But tonight, the storm didn’t just bring rain. It brought the end of his lies.
CHAPTER 1
The rain in our village didn’t just fall; it hunted. It came off the grey, churning North Sea like a spear, driving into the thatched roofs and the mud of the village paths until everything turned to black slush. My world was defined by that mud, by the sting of the salt, and by the heavy, iron-calloused hand of Bjorn, the man who called himself my father.

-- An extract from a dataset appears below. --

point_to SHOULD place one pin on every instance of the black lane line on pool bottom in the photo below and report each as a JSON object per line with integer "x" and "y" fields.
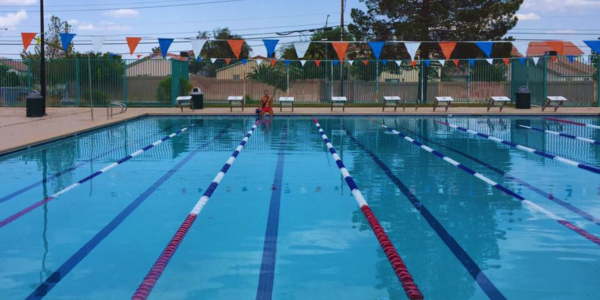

He wasn’t my blood. Everyone knew it, though no one dared say it to his face. He had taken me in when the fever took my mother, back when I was small enough to fit inside a woven basket. He didn’t take me out of kindness. He took me because he wanted the plot of land my father had supposedly left behind—a patch of soil that held nothing but rocks and grief.
“You’re eating my grain, boy,” Bjorn growled that morning, his breath smelling of sour ale and rot. He loomed over me in the longhouse, a giant of a man with a beard matted with dried fish oil. “You do the work of a slave, yet you eat like a Thane. It ends today.”
He had dragged me out into the center of the village square. It was the day of the Great Trade, when merchants from the southern kingdoms brought wool and silver, and the village was full. He wanted an audience. He needed one.
“Look at him!” Bjorn shouted, gripping my collar and hoisting me up until my toes barely brushed the frozen earth. “A thief! A scavenger! I found him trying to take bread from the larder. He has the spirit of a rat.”
The crowd gathered. I saw the faces of the villagers—some looked away, ashamed, while others, men who wanted to stay in Bjorn’s good graces, laughed. The humiliation was like a physical weight, heavier than the chains he had once threatened me with. My tunic was torn, my ribs showed through my skin, and I was shivering, not just from the wind, but from the terror of what he would do next.
“Into the shed,” he barked, pointing to the storage hut near the cliff edge. It was where we kept the rotted nets and the rusted anchors, a place where the wind howled through the gaps in the wood like a dying animal.
He didn’t hit me with his hand this time. He hit me with his boot, a brutal kick to the small of my back that sent me stumbling into the darkness of the hut. The door slammed shut, and the heavy bolt slid into place with a sound of finality.
“Stay there until the storm passes,” he yelled through the wood, his voice muffled by the lashing rain. “If you are still alive by dawn, perhaps I will decide if you are worth the price of a rope.”
I curled into a ball on the cold, damp dirt. The hut smelled of brine and decay. Outside, the storm grew violent. Lightning flashed, illuminating the cracks in the walls with a jagged, white light. I was cold, I was hungry, and I was alone. But as I pulled my knees to my chest, my hand brushed against something hidden in the secret lining of my tunic—a seam my mother had sewn with her last ounce of strength.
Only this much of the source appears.